Authors and Affiliations

Authors

Corresponding author

Correspondence to Paolo Piro .

Editor information

Editors and Affiliations

Appendix

Appendix

Generic UNN Algorithm

The general version of UNN is shown in Algorithm 2. This algorithm induces the leveraged k-NN rule (12.10) for the broad class of surrogate losses meeting conditions of [4], thus generalizing Algorithm 1. Namely, we constrain ψ to meet the following conditions: (i) \(\mathrm{im}(\psi) = {\mathbb{R}}_{+}\), (ii) ∇ ψ (0)<0 (∇ ψ  is the conventional derivative of ψ loss function), and (iii) ψ is strictly convex and differentiable. (i) and (ii) imply that ψ is classification-calibrated: its local minimization is roughly tied up to that of the empirical risk [4]. (iii) implies convenient algorithmic properties for the minimization of the surrogate risk [28]. Three common examples have been shown in Eqs. (12.7)–(12.6).

Algorithm 2
figure 12

Universal Nearest Neighbors UNN(\(\mathcal{S},\psi\))

The main bottleneck of UNN is step [I.1], as Eq. (12.30) is non-linear, but it always has a solution, finite under mild assumptions [28]: in our case, δ j is guaranteed to be finite when there is no total matching or mismatching of example j’s memberships with its reciprocal neighbors’, for the class at hand.
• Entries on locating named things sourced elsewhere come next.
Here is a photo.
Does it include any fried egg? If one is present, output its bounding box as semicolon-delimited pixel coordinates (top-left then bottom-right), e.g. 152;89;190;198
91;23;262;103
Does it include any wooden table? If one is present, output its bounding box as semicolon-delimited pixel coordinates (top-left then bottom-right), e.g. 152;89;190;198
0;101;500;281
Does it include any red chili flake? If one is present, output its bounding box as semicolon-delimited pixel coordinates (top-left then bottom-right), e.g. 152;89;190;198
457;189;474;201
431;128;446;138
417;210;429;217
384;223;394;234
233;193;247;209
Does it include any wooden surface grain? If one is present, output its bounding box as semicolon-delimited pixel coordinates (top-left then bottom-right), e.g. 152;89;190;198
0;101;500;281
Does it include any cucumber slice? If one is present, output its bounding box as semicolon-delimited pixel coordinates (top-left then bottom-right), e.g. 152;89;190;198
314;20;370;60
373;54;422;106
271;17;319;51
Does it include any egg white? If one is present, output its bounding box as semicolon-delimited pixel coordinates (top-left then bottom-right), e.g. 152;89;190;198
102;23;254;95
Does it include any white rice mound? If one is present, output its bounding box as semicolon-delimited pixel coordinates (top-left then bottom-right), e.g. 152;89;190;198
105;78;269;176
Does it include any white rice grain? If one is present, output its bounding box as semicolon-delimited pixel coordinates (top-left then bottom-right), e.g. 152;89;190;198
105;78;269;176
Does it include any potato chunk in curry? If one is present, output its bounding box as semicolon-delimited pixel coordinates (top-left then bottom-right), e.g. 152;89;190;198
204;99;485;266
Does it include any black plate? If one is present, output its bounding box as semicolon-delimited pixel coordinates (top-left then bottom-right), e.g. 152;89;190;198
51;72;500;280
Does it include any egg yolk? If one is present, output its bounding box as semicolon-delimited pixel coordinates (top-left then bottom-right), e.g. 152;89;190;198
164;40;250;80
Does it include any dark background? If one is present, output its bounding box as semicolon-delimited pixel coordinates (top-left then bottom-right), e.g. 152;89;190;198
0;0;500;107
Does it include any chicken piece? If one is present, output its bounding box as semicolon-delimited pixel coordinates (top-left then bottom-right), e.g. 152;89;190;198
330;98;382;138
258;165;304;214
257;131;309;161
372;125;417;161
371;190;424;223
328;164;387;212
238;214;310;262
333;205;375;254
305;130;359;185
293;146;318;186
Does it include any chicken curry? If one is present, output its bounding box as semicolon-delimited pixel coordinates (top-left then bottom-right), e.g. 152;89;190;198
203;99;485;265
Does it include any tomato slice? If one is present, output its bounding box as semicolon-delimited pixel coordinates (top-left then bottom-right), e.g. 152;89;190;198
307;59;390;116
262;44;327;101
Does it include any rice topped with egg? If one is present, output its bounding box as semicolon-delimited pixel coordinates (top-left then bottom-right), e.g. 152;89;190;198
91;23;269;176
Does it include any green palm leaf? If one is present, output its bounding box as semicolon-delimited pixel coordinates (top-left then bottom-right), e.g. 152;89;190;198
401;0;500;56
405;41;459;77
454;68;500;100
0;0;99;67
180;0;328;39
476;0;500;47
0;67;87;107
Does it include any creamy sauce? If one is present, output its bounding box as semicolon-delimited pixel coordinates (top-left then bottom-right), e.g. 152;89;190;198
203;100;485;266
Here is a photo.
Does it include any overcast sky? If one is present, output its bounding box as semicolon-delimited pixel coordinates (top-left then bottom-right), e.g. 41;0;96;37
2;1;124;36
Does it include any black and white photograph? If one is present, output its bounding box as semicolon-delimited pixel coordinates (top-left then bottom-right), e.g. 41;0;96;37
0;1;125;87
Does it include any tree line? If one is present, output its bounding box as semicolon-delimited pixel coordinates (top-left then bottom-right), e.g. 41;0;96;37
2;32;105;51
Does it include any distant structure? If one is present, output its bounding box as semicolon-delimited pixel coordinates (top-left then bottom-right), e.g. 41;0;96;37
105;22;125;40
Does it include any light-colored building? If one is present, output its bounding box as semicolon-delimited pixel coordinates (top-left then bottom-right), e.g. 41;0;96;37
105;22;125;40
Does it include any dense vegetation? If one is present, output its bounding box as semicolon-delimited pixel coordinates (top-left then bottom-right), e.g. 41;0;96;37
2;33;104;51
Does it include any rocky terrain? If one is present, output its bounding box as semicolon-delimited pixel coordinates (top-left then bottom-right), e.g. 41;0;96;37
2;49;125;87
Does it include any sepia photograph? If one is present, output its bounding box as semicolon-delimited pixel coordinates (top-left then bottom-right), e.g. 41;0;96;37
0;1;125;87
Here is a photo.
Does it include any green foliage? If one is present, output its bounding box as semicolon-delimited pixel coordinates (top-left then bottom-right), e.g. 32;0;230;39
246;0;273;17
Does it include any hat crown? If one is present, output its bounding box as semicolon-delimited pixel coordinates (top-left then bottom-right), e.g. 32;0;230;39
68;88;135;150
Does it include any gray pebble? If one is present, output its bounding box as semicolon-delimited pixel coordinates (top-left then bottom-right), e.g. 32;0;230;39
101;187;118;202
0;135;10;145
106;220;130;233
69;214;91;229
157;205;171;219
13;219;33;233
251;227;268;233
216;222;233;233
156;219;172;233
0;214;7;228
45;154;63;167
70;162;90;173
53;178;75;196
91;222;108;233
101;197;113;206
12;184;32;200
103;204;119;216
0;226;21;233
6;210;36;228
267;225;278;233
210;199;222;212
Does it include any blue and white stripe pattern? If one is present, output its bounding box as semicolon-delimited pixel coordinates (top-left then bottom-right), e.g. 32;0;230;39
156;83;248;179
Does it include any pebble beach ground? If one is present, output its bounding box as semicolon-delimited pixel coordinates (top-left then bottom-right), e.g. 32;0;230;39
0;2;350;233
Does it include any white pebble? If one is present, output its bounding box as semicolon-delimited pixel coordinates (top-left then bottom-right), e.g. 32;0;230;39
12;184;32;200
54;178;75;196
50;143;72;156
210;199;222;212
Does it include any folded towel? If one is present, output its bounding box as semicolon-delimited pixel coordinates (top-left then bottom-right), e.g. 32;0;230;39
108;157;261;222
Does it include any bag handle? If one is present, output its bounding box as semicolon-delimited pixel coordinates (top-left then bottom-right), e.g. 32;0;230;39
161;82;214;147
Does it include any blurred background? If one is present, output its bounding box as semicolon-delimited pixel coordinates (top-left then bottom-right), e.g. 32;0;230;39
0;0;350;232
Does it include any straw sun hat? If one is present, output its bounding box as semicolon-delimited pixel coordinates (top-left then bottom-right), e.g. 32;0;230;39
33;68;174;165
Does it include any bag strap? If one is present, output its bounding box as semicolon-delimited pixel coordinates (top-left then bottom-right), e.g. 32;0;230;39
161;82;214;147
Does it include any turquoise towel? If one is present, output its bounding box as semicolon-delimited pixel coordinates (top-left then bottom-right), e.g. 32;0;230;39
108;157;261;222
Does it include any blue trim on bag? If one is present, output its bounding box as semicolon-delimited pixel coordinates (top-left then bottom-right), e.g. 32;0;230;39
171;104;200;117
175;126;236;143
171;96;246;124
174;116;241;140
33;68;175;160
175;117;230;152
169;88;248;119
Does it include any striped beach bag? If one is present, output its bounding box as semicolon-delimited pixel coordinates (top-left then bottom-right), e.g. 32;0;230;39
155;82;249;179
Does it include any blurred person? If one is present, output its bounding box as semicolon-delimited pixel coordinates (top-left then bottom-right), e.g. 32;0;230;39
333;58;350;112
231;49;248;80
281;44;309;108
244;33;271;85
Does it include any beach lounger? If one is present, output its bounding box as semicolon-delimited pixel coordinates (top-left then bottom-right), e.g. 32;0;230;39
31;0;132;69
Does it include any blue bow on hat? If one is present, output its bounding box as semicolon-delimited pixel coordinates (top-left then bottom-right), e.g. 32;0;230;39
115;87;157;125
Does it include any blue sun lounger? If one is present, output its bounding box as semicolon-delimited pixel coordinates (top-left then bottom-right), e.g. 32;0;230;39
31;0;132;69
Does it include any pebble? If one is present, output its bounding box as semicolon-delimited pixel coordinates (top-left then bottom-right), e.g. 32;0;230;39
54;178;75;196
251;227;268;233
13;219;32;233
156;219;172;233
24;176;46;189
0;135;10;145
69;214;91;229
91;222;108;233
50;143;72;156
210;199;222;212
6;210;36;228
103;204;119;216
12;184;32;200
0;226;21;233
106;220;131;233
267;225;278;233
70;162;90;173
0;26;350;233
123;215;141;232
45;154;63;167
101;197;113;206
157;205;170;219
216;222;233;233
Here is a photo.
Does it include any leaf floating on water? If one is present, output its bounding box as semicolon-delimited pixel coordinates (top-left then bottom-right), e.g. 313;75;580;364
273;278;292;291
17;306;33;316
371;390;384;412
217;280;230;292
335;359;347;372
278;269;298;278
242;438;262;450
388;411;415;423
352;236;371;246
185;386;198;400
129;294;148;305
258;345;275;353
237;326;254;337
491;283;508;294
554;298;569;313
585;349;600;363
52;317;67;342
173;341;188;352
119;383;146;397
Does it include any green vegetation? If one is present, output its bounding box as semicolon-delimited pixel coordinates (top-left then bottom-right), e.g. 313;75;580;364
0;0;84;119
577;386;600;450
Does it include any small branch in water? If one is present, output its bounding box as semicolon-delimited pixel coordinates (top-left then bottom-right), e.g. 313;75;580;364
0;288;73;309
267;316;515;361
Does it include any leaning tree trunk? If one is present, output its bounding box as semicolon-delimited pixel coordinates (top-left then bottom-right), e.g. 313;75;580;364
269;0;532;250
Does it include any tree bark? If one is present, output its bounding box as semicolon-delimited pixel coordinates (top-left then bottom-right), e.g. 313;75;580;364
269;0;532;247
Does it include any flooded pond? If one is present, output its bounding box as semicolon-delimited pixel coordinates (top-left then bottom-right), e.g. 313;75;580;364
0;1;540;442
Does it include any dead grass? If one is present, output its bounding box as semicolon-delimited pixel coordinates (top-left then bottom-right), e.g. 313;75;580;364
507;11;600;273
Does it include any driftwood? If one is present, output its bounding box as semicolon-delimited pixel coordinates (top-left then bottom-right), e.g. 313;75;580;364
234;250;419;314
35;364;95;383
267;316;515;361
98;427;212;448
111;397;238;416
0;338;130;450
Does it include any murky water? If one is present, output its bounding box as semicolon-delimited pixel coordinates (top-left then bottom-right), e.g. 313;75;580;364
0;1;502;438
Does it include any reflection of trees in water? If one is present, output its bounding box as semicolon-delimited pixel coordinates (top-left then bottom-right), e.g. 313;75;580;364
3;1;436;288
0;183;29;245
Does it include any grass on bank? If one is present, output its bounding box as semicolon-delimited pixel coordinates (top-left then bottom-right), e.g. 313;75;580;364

The second column of Table 12.5 contains the solutions to (12.30) for surrogate losses mentioned in Sect. 12.2.2. Those solutions are always exact for the exponential loss (ψ exp) and squared loss (ψ squ); for the logistic loss (ψ log) it is exact when the weights in the reciprocal neighborhood of j are the same, otherwise it is approximated. Since starting weights are all the same, exactness can be guaranteed during a large number of inner rounds depending on which order is used to choice the examples. Table 12.5 helps to formalize the finiteness condition on δ j mentioned above: when either sum of weights in (12.29) is zero, the solutions in the first and third line of Table 12.5 are not finite. A simple strategy to cope with numerical problems arising from such situations is that proposed by [35]. (See Sect. 12.2.4.) Table 12.5 also shows how the weight update rule (12.31) specializes for the mentioned losses.

Table 12.5 Three common loss functions and the corresponding solutions δ j of (12.30) and w i of (12.31). (Vector \(\boldsymbol{r}^{(c)}_{j}\) designates column j of R (c) and ∥.∥1 is the L 1 norm.) The rightmost column says whether it is (A)lways the solution, or whether it is when the weights of reciprocal neighbors of j are the (S)ame

Proofsketch of Theorem 12.1

We show that UNN converges to the global optimum of any surrogate risk (Sect. 12.2.5). For this purpose, let us consider the surrogate risk (12.5) for a given class c=1,2,…,C:

$$ \varepsilon ^{\psi }_c(\boldsymbol{h}, {\mathcal{S}}) \stackrel {\mathrm {.}}{=}\frac{1}{m} \sum_{i=1}^{m}{\psi\bigl(\varrho(\boldsymbol{h},i,c) \bigr)} . $$
(12.32)

In this section, we use the following notations:

  • \(\tilde{\psi}(x) \stackrel {\mathrm {.}}{=}\psi^{\star}(-x)\), where \(\psi^{\star}(x) \stackrel {\mathrm {.}}{=}x\nabla_{\psi}^{-1}(x) - \psi(\nabla^{-1}_{\psi}(x))\) is the Legendre conjugate of ψ, which is strictly convex and differentiable as well. (\(\tilde{\psi}\) is related to ψ in such a way that: \(\nabla_{\tilde{\psi}}(x) = - \nabla^{-1}_{\psi}(-x)\).)

  • \(D_{\tilde{\psi}}(w_{i} \| w'_{i}) \stackrel {\mathrm {.}}{=}{\tilde{\psi}}(w_{i}) - {\tilde{\psi}}(w'_{i}) - (w_{i} - w'_{i})\nabla_{\tilde{\psi}}(w'_{i})\) is the Bregman divergence with generator \({\tilde{\psi}}\) [28].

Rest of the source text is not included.